Après avoir, comme il vient de l’indiquer et sans se dissimuler d’ailleurs son infériorité, ébauché ce poëme dans sa pensée, l’auteur se demanda quelle forme il lui donnerait. Selon lui, le poëme doit avoir la forme même du sujet. La règle : Neve minor, neu sit quinto, etc., n’a qu’une valeur secondaire à ses yeux. Les Grecs ne s’en doutaient pas, et les plus imposants chefs-d’œuvre de la tragédie proprement dite sont nés en dehors de cette prétendue loi. La loi véritable, la voici : tout ouvrage de l’esprit doit naître avec la coupe particulière et les divisions spéciales que lui donne logiquement l’idée qu’il renferme. Ici, ce que l’auteur voulait placer et peindre, au point culminant de son œuvre, entre Barberousse et Guanhumara, entre la Providence et la fatalité, c’était l’âme du vieux burgrave centenaire Job le Maudit, cette âme qui, arrivée au bord de la tombe, ne mêle plus à sa mélancolie incurable qu’un triple sentiment : la maison, l’Allemagne, la famille. Ces trois sentiments donnaient à l’ouvrage sa division naturelle. L’auteur résolut donc de composer son drame en trois parties. Et, en effet, si l’on veut bien remplacer un moment en esprit les titres actuels de ces trois actes, lesquels n’en expriment que le fait extérieur, par des titres plus métaphysiques qui en révéleraient la pensée intérieure, on verra que chacune de ces trois parties correspond à l’un des trois sentiments fondamentaux du vieux chevalier allemand : maison, Allemagne, famille.
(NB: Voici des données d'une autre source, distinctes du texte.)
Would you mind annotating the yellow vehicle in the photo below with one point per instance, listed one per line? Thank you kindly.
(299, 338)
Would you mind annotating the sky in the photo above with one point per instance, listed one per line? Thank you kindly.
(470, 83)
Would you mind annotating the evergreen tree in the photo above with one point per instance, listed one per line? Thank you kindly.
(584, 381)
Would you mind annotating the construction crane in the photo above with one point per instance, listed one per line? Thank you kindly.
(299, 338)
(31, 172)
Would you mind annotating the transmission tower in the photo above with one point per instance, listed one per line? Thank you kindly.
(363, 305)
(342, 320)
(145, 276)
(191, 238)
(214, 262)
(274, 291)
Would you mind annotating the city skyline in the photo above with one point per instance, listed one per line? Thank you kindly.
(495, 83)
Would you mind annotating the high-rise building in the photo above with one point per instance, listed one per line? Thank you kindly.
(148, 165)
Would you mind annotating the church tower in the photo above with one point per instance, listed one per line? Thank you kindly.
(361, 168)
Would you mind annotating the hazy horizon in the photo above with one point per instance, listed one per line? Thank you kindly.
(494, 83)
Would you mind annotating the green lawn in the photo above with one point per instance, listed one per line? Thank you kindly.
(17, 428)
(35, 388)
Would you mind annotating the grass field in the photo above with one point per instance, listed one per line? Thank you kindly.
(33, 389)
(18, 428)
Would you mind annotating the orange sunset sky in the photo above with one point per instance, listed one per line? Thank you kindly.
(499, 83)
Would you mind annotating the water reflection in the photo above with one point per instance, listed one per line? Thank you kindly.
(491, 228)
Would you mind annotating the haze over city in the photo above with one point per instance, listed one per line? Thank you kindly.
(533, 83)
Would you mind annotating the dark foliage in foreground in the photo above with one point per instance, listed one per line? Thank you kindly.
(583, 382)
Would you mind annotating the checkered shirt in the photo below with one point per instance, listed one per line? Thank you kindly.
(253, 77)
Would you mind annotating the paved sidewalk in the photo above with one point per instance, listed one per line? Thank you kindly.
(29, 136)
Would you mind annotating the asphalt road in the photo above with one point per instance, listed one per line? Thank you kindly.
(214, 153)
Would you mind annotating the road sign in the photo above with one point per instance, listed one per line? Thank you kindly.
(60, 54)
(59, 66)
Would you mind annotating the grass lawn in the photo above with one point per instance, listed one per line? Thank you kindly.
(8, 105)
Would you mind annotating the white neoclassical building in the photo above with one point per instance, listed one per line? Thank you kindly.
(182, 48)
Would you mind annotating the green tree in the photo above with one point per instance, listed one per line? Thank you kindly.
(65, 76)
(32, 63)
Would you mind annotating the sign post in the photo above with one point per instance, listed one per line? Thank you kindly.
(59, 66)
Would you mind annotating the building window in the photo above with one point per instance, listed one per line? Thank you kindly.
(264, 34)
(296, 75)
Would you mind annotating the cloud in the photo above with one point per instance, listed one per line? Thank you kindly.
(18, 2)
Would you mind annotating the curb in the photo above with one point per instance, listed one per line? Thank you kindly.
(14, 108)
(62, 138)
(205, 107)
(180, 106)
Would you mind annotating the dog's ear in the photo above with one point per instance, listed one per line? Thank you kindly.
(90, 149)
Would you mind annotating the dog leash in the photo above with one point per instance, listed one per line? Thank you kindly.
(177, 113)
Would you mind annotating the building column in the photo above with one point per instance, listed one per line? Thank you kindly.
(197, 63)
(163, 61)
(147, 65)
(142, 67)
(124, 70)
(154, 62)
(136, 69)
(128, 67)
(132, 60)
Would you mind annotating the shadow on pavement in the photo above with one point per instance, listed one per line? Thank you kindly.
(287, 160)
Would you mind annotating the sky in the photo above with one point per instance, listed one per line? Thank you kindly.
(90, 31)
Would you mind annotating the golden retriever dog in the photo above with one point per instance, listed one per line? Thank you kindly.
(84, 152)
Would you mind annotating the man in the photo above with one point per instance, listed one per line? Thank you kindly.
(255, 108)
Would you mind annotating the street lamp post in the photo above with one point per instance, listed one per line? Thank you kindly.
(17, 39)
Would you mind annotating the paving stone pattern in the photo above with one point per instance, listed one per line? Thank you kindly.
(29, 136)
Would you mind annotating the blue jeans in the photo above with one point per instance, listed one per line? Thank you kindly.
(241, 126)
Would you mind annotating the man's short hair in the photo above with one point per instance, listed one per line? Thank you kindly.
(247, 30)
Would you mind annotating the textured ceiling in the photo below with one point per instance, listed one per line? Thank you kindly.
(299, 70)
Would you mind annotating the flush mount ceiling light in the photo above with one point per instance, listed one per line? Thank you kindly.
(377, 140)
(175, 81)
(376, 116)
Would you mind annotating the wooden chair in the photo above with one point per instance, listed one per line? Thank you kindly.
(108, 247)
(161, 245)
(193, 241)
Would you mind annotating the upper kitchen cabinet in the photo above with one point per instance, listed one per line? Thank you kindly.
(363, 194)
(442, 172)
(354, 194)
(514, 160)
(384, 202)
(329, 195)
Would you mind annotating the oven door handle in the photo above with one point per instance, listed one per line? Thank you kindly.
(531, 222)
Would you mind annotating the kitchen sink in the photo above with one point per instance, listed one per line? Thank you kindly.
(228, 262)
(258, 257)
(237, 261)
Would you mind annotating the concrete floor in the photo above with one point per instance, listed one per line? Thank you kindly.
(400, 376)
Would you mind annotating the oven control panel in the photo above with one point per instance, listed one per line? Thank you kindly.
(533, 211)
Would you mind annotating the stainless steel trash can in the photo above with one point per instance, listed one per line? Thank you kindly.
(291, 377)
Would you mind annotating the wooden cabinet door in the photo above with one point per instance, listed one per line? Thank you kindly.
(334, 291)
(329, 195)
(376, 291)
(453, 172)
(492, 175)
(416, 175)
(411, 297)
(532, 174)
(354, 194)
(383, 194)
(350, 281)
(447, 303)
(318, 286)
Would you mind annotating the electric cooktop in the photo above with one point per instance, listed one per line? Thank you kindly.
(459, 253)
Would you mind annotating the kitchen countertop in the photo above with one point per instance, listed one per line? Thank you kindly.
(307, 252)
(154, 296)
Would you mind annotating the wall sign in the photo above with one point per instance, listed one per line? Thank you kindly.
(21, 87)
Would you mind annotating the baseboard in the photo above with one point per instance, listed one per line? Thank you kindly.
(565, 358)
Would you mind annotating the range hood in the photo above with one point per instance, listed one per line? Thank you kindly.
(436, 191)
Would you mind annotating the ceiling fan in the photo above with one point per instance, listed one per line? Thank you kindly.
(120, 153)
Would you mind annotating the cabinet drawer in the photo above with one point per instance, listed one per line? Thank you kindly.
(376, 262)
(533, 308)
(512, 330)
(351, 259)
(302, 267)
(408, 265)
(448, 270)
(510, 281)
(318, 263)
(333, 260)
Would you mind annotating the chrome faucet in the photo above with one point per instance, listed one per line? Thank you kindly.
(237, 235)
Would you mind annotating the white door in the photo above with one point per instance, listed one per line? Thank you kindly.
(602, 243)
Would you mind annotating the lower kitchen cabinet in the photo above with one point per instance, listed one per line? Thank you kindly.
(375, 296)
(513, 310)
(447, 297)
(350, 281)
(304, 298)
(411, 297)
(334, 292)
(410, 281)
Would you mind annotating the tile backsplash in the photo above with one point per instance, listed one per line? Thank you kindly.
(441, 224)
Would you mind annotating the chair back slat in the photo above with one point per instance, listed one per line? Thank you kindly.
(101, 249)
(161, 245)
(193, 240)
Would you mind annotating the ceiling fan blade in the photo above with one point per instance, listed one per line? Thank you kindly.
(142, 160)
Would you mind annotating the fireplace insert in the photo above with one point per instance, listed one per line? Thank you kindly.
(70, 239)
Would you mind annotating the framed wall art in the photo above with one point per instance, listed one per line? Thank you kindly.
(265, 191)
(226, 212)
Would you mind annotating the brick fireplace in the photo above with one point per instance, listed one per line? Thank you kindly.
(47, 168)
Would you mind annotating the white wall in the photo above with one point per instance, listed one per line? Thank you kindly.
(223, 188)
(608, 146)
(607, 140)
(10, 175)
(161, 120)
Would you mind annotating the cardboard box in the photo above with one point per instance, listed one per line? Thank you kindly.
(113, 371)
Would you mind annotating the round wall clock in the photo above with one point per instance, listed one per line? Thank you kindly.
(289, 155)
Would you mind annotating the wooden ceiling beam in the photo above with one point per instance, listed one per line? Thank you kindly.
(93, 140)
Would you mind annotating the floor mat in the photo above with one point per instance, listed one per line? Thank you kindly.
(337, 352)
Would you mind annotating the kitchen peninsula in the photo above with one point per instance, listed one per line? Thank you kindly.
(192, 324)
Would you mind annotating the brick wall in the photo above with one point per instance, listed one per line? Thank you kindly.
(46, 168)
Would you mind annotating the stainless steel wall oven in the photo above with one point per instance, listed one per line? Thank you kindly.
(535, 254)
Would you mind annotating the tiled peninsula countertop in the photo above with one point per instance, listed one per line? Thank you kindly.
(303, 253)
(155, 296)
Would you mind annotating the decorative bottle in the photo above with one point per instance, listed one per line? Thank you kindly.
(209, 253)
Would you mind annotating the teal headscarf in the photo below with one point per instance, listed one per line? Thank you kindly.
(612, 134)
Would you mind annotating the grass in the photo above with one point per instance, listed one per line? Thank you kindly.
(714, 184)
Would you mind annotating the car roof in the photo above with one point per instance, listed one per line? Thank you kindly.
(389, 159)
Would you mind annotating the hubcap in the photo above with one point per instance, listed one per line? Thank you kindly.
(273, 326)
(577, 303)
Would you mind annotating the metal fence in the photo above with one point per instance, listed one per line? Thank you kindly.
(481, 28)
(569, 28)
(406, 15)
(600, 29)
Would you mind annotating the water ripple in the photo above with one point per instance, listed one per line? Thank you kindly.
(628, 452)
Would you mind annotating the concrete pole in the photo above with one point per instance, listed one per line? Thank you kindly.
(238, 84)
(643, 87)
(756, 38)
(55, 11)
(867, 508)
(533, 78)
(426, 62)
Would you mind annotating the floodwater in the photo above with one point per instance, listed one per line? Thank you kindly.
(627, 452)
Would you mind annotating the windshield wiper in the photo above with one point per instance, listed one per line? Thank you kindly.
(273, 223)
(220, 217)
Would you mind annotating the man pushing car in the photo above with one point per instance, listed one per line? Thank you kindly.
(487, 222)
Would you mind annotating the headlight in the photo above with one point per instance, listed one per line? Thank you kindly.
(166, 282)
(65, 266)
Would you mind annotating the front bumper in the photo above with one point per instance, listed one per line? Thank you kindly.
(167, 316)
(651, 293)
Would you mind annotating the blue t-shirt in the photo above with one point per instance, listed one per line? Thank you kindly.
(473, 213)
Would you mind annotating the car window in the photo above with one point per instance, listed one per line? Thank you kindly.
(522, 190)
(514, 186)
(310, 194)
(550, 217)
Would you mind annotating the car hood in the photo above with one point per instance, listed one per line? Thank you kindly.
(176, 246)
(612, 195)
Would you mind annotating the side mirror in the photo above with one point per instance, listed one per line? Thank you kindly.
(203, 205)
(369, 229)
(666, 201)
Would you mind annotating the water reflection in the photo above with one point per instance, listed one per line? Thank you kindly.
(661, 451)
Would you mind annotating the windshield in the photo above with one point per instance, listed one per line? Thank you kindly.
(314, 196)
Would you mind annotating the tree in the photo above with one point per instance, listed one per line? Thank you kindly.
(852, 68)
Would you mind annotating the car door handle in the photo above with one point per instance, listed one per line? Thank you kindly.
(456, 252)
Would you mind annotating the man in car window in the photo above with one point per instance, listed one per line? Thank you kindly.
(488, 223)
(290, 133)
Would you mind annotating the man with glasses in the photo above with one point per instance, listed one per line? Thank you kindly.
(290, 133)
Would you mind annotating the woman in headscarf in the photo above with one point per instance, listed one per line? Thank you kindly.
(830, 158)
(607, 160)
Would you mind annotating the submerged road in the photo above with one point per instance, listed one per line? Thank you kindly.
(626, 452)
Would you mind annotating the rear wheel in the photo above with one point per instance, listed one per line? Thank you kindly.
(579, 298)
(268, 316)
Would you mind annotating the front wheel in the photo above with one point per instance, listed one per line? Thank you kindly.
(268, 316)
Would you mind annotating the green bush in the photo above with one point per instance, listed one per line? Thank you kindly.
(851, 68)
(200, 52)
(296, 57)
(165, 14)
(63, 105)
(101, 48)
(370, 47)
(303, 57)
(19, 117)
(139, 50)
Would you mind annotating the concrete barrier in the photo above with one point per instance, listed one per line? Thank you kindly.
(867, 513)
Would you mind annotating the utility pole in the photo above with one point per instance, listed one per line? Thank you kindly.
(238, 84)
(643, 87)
La première partie pourrait être intitulée l’Hospitalité ; la deuxième, la Patrie ; la troisième, la Paternité.

La division et la forme du drame une fois arrêtées, l’auteur résolut d’écrire sur le frontispice de l’œuvre, quand elle serait terminée, le mot trilogie. Ici, comme ailleurs, trilogie signifie seulement et essentiellement poème en trois chants, ou drame en trois actes. Seulement, en l’employant, l’auteur voulait réveiller un grand souvenir, glorifier autant qu’il en était en lui, par ce tacite hommage, le vieux poëte de l’Orestie qui, méconnu de ses contemporains, disait avec une tristesse fière : Je consacre mes œuvres au temps ; et aussi peut-être indiquer au public, par ce rapprochement bien redoutable d’ailleurs, que ce que le grand Eschyle avait fait pour les titans, il osait, lui, poëte malheureusement trop au-dessous de cette magnifique tâche, essayer de le faire pour les burgraves.

Du reste, le public et la presse, cette voix du public, lui ont généreusement tenu compte, non du talent, mais de l’intention. Chaque jour cette foule sympathique et intelligente qui accourt si volontiers au glorieux théâtre de Corneille et de Molière vient chercher dans cet ouvrage, non ce que l’auteur y a mis, mais ce qu’il a du moins tenté d’y mettre.